Echtscheiding, hoofdverblijf en kinderalimentatie in een Turkse huwelijkscontext

In deze zaak heeft de Rechtbank Zeeland-West-Brabant op 9 april 2025 uitspraak gedaan in een echtscheidingsprocedure tussen een vrouw en een man, die in 1994 in Turkije met elkaar zijn gehuwd. De vrouw, vertegenwoordigd door haar advocaat mr. A.A. Broekman-de Feijter, heeft op 18 oktober 2024 een verzoek tot echtscheiding ingediend. Tijdens een regiezitting op 11 maart 2025 is de ontvankelijkheid van het verzoek besproken, waarbij de man niet aanwezig was.

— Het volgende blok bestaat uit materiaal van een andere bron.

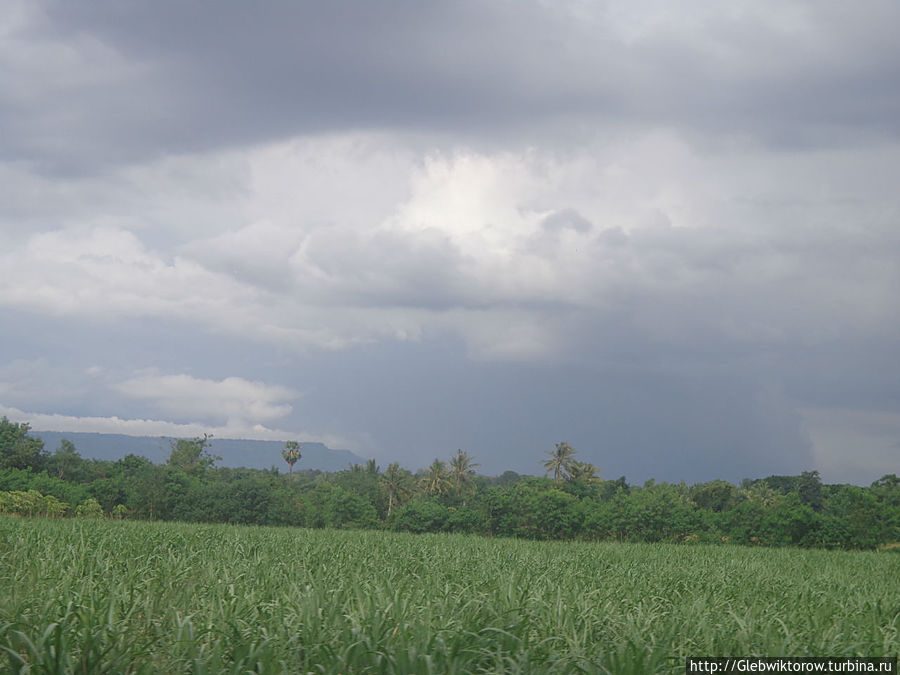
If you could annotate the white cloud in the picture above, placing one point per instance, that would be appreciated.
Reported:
(854, 445)
(151, 427)
(234, 399)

De rechtbank heeft vastgesteld dat de vrouw redelijkerwijs niet in staat was om een ouderschapsplan over te leggen, wat normaal gesproken vereist is bij een echtscheidingsverzoek. Desondanks heeft de rechtbank de vrouw ontvankelijk verklaard in haar verzoek tot echtscheiding.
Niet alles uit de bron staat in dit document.